Journal article, 2026

Here we report the synthesis and characterization of a set of four unsaturated prepolymers made from polycondensation of two (−)-α-pinene-derived bulky diols, trans-hydroxy nopol (HN) and trans-hydroxy myrtenol (HM), with dimethyl itaconate and dimethyl maleate as renewable acyl donors. Structure verification by ¹H and ¹³C NMR in concert with Fourier transform infrared analyses confirmed intact backbone C=C groups and ester formation in these prepolymers, showing number-average molar masses between 1.4 and 6.3 kg mol⁻¹ and dispersity in the range 1.3–2.2. The intact pinene core concomitant with the chiral arms protruding from it results in elevated thermal stability, manifested by 5% weight-loss temperatures (T₅) above 220 °C and decomposition maxima reaching 315 °C, concomitant with an elevated glass transition temperature for one of the materials (Tg of 45 °C).

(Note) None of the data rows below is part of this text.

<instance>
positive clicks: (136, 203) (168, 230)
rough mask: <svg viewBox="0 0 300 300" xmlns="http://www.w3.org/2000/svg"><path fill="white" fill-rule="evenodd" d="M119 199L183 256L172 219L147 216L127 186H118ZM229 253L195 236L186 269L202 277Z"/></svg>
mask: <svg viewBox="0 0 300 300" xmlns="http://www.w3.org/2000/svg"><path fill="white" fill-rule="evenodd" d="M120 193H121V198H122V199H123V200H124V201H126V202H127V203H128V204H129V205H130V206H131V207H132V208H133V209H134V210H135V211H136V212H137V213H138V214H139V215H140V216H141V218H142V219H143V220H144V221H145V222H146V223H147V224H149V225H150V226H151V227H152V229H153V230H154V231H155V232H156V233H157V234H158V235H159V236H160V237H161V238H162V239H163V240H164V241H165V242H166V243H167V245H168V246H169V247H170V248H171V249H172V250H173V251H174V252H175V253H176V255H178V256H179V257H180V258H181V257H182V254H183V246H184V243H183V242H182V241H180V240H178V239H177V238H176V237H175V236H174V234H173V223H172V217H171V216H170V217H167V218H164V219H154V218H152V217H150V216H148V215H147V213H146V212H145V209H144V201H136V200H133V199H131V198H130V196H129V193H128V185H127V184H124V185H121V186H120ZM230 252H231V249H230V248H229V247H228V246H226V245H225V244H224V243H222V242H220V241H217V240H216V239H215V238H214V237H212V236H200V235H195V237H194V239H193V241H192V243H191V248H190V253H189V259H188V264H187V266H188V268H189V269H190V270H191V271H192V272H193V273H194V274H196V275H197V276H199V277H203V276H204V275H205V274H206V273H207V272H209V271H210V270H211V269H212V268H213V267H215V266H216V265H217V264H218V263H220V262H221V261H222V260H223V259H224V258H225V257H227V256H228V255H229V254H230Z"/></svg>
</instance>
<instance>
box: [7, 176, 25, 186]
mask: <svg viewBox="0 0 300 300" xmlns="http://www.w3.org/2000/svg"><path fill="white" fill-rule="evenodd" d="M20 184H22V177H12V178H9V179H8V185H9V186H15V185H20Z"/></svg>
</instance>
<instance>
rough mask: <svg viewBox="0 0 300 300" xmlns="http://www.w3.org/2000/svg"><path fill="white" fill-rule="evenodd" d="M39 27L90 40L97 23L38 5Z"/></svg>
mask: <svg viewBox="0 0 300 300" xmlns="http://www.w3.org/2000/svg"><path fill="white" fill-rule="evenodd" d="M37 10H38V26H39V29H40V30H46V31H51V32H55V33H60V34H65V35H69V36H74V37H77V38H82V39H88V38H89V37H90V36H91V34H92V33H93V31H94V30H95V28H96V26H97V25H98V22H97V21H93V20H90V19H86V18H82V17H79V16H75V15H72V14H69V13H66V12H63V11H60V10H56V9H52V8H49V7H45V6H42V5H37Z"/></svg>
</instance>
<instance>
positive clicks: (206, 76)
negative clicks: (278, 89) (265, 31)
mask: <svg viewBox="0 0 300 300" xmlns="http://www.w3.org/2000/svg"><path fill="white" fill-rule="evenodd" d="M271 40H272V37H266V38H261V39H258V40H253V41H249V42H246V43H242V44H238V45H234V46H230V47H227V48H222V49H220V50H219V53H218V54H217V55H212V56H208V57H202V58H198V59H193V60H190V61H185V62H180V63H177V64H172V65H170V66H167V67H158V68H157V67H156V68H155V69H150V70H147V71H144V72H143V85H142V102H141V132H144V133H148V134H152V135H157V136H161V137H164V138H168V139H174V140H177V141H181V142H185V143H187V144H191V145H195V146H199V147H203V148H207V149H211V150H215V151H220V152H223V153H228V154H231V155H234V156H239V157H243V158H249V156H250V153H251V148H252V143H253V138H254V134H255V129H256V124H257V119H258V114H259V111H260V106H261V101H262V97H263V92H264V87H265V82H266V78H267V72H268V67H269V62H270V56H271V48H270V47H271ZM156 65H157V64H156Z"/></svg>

Finally, to investigate end-of-life options, subjecting the four polymers to depolymerization studies using the leaf-branch compost cutinase resulted in partial depolymerization for the less flexible maleate-containing polyesters, liberating the corresponding diol monomers (8% HN and 13.5% HM). Biodegradation was further supported by shifted SEC traces toward lower molar mass. Complementary in silico docking and metadynamics studies were used to identify near-attack conformations in which the ester carbonyl in the cis-alkene-containing, maleate-based bulky backbones is ready for hydrolysis. Overall, this study highlights the untapped potential to generate biobased unsaturated polyesters by capitalizing on rigid bicyclic terpene-based diols, resulting in elevated thermal performance while retaining enzymatic degradability. © 2026 The Author(s). Polymer International published by John Wiley & Sons Ltd on behalf of Society of Chemical Industry.